For the past several days I have reposted some of my older posts about horses in war as a way to remember them leading up to Remembrance Day on Nov. 11. Today I would like to look at a brighter story and honor a horse hero who survived the Korean War.
In 1952 Reckless was bought by the US Marine Corps to serve as a pack horse for the Recoilless Rifle Platoon,Anti Tank Company of the 5th Marine Regiment in the Korean War.
The chestnut mare of Mongolian breeding was trained in battlefield skills: how to avoid being trapped in barbed wire, how to lie down when under fire, how to run for the bunker upon hearing “incoming”. She soon became friends with the troops and was allowed free run of the camp and spent nights inside with the troops. She had a remarkable appetite and ate scrambled eggs, bacon, chocolate bars, shredded wheat, peanut butter sandwiches and drank Coca-Cola. The camp doctor had to advise that she not be given more than two bottles of Coke a day!
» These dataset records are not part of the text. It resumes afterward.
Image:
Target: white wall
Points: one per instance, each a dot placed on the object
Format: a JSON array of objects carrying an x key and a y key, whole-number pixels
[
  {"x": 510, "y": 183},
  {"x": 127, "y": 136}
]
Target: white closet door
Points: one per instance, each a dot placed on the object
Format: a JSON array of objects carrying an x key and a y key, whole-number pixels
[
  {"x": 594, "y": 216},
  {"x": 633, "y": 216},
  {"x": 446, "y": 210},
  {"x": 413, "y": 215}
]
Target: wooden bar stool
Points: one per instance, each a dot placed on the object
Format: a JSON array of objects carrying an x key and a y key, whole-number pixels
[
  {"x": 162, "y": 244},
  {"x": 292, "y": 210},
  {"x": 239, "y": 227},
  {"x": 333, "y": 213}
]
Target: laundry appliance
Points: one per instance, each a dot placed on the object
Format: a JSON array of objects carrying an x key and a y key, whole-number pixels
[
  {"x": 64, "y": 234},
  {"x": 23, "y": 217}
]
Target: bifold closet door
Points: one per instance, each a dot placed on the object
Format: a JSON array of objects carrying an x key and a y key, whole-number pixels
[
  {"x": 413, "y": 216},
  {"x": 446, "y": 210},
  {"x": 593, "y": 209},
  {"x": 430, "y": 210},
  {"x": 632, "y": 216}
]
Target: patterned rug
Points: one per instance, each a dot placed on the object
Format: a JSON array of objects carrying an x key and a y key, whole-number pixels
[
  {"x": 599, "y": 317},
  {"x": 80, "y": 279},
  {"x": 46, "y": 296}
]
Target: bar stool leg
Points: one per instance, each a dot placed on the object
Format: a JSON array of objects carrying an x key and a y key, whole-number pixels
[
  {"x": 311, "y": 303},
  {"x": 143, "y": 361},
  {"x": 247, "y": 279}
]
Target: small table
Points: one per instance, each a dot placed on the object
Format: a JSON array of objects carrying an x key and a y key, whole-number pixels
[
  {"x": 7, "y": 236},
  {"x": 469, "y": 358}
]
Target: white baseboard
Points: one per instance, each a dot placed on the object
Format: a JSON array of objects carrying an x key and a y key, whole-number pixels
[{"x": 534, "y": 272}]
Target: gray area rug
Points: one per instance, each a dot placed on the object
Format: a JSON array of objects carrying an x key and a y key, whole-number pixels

Her job was to carry supplies and ammunition and also to evacuate the wounded. She was very good at stringing out telephone wire from reels of wire on her back. She could do the work of 12 men when doing this. . She quickly learned the routes for supplies and would travel to deliver supplies on her own. In the Battle for Outpost Vegas in 1953 she had her finest hour. In a single day she made 51 solo trips to carry ammunition and carried a total of 9,000 lbs. She was also wounded in combat twice.

She was promoted to Staff Sergeant on August 31, 1959, at Camp Pendleton, CA. At the ceremony she was honored with a 19-gun salute and a 1,700-man parade of Marines from her wartime unit.
She saw out her retirement at Camp Pendleton in California and died at the age or 19 or 20.In 2016 a memorial statue was unveiled at Camp Pendleton.